Актеры слушали с упоением — и когда он говорил о месте искусства в жизни, и когда показывал Моне, как будет умываться дама полусвета у примитивного рукомойника. Кстати, именно такой рукомойник был в бараке у Маргариты Брониславовны. А как умывались и умывались ли вообще в бараках ГУЛага?
Об этом я намеревалась обязательно расспросить деда, выудить у него все подробности жизни «там», все записать, все как-то осмыслить, использовать. Но почему-то не сделала. Во-первых, наших встреч было всего пять-шесть и по большей части непродолжительных. Во-вторых, мы всегда о чем-то взахлеб говорили, сиюминутном, сегодняшнем. Дед был полон интереса ко всему окружающему, расспрашивал меня о моих литературных пристрастиях, спорил по поводу «Гамлета» Козинцева, очень красочно повествовал о своей жизни у отца в Астрахани. Началось с того, что разыскивая для меня какие-то фотографии, наскочил и показал письмо моей мачехи. Видимо, дед просил сына о деньгах, а Нина Петровна, заподозрив недоброе, сама вскрыла конверт и сама отпела свекру-батюшке. Это было мое первое знакомство с новой женой отца, но о-о-очень впечатляющее. Она писала без всяких знаков препинания: «Ну и что же вы думаете здесь вам медом помазано? Вы будете там наряжаться (видимо, деду нужна была теплая одежда по приезде в Сибирь) а мы тут что? Ведь Коля до сих пор алименты шлет и в Харьков и в Ростов а им все мало. И матери слал пока была жива. А ведь семья у него здесь. А вам пора и честь знать устраиваться самому..» И все в таком же духе. Кстати, когда это письмо отправлялось, мне уже исполнилось восемнадцать, и отец ничем не помогал. Теперь я поняла, почему.

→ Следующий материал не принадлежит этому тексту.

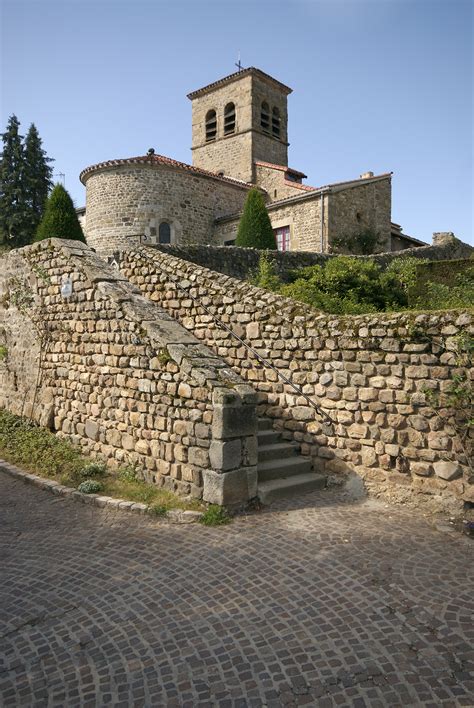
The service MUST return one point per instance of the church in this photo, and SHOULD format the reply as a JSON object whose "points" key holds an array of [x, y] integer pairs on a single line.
{"points": [[239, 141]]}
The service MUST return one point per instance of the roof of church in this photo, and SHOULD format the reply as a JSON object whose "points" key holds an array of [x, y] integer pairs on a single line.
{"points": [[312, 191], [251, 71], [283, 168], [168, 162]]}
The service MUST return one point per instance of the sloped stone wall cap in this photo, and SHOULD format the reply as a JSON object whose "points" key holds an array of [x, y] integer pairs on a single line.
{"points": [[165, 331], [116, 291], [138, 307]]}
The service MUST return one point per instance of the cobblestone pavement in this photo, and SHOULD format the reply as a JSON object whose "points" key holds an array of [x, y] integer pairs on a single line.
{"points": [[313, 603]]}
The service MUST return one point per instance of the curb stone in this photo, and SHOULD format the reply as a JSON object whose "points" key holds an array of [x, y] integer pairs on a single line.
{"points": [[175, 516]]}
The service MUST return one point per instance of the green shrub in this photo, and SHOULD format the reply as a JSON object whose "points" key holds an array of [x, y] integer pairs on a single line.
{"points": [[37, 449], [255, 229], [158, 510], [60, 218], [265, 276], [94, 469], [439, 296], [215, 516], [344, 285], [352, 286], [90, 486], [127, 474]]}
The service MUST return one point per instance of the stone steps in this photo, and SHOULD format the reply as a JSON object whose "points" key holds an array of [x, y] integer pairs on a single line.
{"points": [[281, 471], [290, 486]]}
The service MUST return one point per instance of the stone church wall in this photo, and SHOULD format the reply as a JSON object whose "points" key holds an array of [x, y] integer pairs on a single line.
{"points": [[347, 212], [125, 202], [368, 373], [119, 377], [243, 262], [362, 206], [234, 154]]}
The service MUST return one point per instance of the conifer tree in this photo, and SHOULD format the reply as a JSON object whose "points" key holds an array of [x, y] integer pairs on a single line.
{"points": [[60, 218], [255, 229], [38, 175], [14, 211]]}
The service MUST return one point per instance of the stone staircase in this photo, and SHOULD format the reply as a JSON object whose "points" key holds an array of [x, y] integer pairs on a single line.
{"points": [[281, 471]]}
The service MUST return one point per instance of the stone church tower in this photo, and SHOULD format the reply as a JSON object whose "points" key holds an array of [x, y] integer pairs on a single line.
{"points": [[238, 120]]}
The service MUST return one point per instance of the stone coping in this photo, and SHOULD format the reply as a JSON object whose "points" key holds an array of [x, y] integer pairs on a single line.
{"points": [[176, 516]]}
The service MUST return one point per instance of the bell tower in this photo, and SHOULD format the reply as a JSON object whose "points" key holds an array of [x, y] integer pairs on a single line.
{"points": [[238, 120]]}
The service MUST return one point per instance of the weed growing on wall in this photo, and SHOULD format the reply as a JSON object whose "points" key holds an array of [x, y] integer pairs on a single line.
{"points": [[265, 275], [363, 243], [215, 516], [352, 286], [37, 450], [439, 296]]}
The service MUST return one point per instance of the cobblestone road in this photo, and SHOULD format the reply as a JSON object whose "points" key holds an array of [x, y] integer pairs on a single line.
{"points": [[317, 603]]}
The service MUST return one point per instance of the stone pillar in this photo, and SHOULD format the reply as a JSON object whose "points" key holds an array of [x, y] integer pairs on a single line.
{"points": [[233, 451]]}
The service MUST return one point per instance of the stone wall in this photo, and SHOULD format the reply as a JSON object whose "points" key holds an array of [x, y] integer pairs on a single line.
{"points": [[303, 218], [368, 373], [127, 201], [347, 211], [367, 204], [120, 377], [242, 262]]}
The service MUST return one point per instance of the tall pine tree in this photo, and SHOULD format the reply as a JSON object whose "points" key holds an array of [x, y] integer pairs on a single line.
{"points": [[38, 175], [15, 214]]}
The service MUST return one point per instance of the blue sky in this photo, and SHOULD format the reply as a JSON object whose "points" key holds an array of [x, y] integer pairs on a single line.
{"points": [[382, 85]]}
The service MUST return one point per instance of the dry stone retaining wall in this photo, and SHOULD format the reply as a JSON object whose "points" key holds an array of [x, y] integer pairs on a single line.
{"points": [[242, 262], [369, 373], [120, 377]]}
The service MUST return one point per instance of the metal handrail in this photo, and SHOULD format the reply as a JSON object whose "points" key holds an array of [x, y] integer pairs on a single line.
{"points": [[264, 361]]}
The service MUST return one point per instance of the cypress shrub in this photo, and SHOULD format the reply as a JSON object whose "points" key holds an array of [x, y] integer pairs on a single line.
{"points": [[255, 229], [60, 218]]}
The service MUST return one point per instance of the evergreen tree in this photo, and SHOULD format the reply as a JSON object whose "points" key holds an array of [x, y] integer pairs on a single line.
{"points": [[255, 229], [38, 175], [14, 210], [60, 218]]}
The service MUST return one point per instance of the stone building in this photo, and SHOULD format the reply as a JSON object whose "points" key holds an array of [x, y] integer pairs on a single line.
{"points": [[239, 140]]}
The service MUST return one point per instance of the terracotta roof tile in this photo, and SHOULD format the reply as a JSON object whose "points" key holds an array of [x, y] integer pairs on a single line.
{"points": [[251, 70], [166, 161], [282, 168]]}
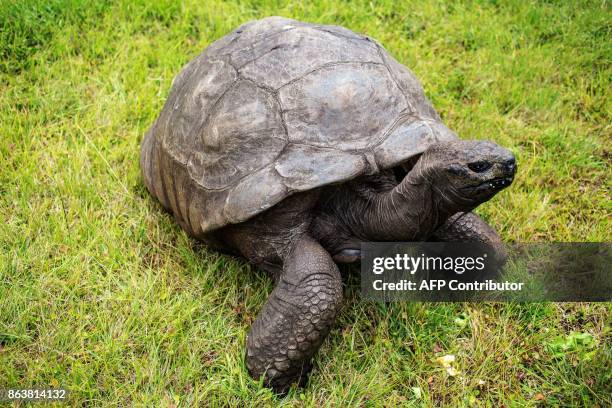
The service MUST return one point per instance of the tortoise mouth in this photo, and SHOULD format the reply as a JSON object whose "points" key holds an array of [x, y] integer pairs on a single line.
{"points": [[492, 185]]}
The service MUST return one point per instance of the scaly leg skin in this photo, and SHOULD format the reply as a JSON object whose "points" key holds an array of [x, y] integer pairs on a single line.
{"points": [[466, 227], [296, 318]]}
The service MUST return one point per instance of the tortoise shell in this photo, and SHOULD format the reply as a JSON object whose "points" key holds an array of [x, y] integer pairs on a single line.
{"points": [[277, 107]]}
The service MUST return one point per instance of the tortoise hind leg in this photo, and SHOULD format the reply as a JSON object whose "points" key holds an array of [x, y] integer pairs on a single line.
{"points": [[297, 316]]}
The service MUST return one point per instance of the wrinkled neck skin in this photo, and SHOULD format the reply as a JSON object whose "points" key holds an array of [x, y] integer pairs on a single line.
{"points": [[382, 208], [414, 209]]}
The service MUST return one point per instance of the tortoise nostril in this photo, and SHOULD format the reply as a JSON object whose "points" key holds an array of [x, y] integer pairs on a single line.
{"points": [[510, 165]]}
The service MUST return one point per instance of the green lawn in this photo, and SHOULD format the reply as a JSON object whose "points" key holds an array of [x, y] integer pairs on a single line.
{"points": [[101, 292]]}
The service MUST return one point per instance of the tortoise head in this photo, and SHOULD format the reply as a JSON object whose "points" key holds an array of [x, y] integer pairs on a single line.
{"points": [[467, 173]]}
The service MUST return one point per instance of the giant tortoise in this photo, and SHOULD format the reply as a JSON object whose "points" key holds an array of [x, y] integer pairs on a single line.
{"points": [[289, 144]]}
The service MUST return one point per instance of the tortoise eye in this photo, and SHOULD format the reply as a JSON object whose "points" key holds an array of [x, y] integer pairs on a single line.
{"points": [[480, 166]]}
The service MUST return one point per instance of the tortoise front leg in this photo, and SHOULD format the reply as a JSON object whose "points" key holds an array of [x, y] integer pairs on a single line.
{"points": [[466, 227], [297, 316]]}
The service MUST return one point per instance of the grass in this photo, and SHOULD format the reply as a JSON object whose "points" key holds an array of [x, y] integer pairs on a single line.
{"points": [[101, 292]]}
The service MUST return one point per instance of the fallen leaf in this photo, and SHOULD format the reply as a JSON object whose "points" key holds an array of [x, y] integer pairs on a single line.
{"points": [[446, 360]]}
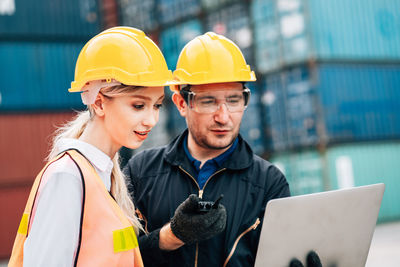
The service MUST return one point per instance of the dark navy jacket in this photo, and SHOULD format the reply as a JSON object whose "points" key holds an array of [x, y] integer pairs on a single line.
{"points": [[162, 178]]}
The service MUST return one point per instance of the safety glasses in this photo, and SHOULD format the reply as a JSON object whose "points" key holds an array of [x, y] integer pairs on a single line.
{"points": [[211, 101]]}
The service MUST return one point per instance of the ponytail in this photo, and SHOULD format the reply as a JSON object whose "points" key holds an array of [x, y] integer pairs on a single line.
{"points": [[74, 129]]}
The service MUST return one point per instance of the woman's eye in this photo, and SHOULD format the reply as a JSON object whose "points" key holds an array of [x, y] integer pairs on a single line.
{"points": [[138, 106]]}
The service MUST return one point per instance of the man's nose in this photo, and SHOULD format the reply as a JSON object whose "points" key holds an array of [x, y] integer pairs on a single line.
{"points": [[221, 115]]}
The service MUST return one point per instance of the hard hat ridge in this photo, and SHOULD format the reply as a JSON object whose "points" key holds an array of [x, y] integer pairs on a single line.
{"points": [[211, 58]]}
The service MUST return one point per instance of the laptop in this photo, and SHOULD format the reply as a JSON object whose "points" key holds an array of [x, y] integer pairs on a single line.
{"points": [[338, 225]]}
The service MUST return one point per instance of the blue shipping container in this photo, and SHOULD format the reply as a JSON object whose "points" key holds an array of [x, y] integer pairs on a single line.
{"points": [[332, 103], [36, 76], [173, 39], [139, 14], [170, 11], [251, 127], [48, 18], [288, 32], [234, 23]]}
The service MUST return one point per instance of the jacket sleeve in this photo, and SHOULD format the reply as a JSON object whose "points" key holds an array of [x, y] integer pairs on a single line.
{"points": [[151, 253]]}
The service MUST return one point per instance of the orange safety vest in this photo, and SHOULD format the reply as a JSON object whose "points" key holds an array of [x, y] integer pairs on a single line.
{"points": [[107, 237]]}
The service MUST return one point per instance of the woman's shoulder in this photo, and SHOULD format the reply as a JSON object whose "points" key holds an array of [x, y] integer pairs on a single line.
{"points": [[63, 169]]}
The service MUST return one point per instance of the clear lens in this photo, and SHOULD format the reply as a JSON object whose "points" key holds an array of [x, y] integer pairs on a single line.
{"points": [[209, 102]]}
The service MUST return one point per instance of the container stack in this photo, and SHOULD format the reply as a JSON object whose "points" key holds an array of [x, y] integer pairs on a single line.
{"points": [[330, 79], [326, 103], [39, 44]]}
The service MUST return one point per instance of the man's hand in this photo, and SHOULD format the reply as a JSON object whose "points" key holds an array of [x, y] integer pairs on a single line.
{"points": [[312, 261], [191, 226]]}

Я сказала деду, что от письма несет чем-то тупым, мелочным, бессмысленным, патологическим. Он засмеялся:
— В ней несомненно есть патология. Но и цельный характер существует. Средой сформированный. Она же не виновата, что ее из этой среды изъяли. Деревенские рассказы Мопассана хорошо знаешь? (Мопассан был, видимо, любимым автором Ивана Григорьевича). Помнишь, как сиделка получила деньги вперед, а старуха все не помирает. Вот она нарядилась дьяволом и довела больную до удара. Или еще крестьянская девка расплачивалась с возницей натурой, чтобы сэкономить несколько су. А потом они вдвоем с матерью решают скрывать от возницы беременность, чтоб еще хоть сколько сэкономить. Это все из той же оперы. То, что называется идиотизмом деревенской жизни. Одни корни.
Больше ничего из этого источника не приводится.